Arsenal à beira do colapso: a ameaça real de uma temporada sem troféus que está a deixar fãs em pânico
Quando, há poucas semanas, parecia que o Arsenal ia conquistar quatro troféus numa temporada épica, ninguém poderia imaginar que a realidade se iria transformar num pesadelo. Agora, o cenário é outro: a equipa de Mikel Arteta está a perder o ritmo, a confiança desvanece e o fantasma de terminar a época sem um único título está mais próximo do que nunca. É hora de soar o alarme — o Arsenal está em crise e os sinais são preocupantes.

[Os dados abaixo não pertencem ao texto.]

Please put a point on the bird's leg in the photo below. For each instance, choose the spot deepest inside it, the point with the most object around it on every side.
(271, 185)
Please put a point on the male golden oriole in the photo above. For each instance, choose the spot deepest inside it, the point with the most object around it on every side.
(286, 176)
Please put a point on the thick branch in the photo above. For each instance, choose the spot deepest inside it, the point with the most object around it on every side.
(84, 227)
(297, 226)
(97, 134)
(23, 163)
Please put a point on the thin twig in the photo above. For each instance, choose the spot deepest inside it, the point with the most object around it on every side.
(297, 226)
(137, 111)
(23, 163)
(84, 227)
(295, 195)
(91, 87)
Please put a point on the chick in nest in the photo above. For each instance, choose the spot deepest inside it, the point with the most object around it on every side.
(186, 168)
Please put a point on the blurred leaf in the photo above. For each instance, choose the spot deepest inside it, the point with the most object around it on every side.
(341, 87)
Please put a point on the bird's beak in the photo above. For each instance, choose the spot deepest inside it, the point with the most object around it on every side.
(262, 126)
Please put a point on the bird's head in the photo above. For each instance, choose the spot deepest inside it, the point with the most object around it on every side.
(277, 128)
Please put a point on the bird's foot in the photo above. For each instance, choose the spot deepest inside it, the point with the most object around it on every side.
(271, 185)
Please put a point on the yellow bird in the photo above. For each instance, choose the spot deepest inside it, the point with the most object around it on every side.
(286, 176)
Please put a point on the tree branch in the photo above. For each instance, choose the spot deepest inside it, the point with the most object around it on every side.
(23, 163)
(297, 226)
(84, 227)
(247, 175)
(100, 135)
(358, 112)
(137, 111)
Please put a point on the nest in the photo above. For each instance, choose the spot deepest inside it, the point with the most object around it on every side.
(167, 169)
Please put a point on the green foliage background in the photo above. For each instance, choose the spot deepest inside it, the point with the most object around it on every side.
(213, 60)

O último desaire caseiro contra o Bournemouth foi um autêntico choque que revelou um grupo sem chama, sem energia e, sobretudo, sem crença. O que se viu em campo foi uma equipa congelada, incapaz de impor o seu jogo, uma imagem que reflete uma crise emocional e desportiva profunda. Arteta não escondeu a gravidade da situação: “É um golpe forte. Agora, temos de saber reagir. Tem de doer. Não há zonas cinzentas. Ou levantamos a cabeça e lutamos ou estamos fora. É isto que o futebol a este nível exige.”
A reação dos adeptos no apito final, com assobios e protestos, não foi gratuita. A derrota foi má, e não surgiu do nada — é o culminar de uma fase instável e cheia de tropeções. A criatividade da equipa desapareceu há já algum tempo, refletida até na vitória morna por 2-0 contra o Everton, onde os golos surgiram apenas no final do jogo. A derrota na final da Taça da Liga em Wembley contra o Manchester City foi um golpe duríssimo que parece ter minado a moral do plantel.
Desde então, o Arsenal perdeu na Taça de Inglaterra contra o Southampton, uma equipa de segunda linha, e apenas conseguiu uma vitória sofrida e apertada contra o Sporting de Lisboa na primeira mão dos quartos de final da Liga dos Campeões. Jogadas desajeitadas, erros em catadupa e falta de coesão foram a constante, repetindo-se no confronto com o Bournemouth.
Arteta admitiu a fraqueza da sua equipa: “Fizemos muitas coisas estranhas hoje. Estivemos longe do nosso nível.”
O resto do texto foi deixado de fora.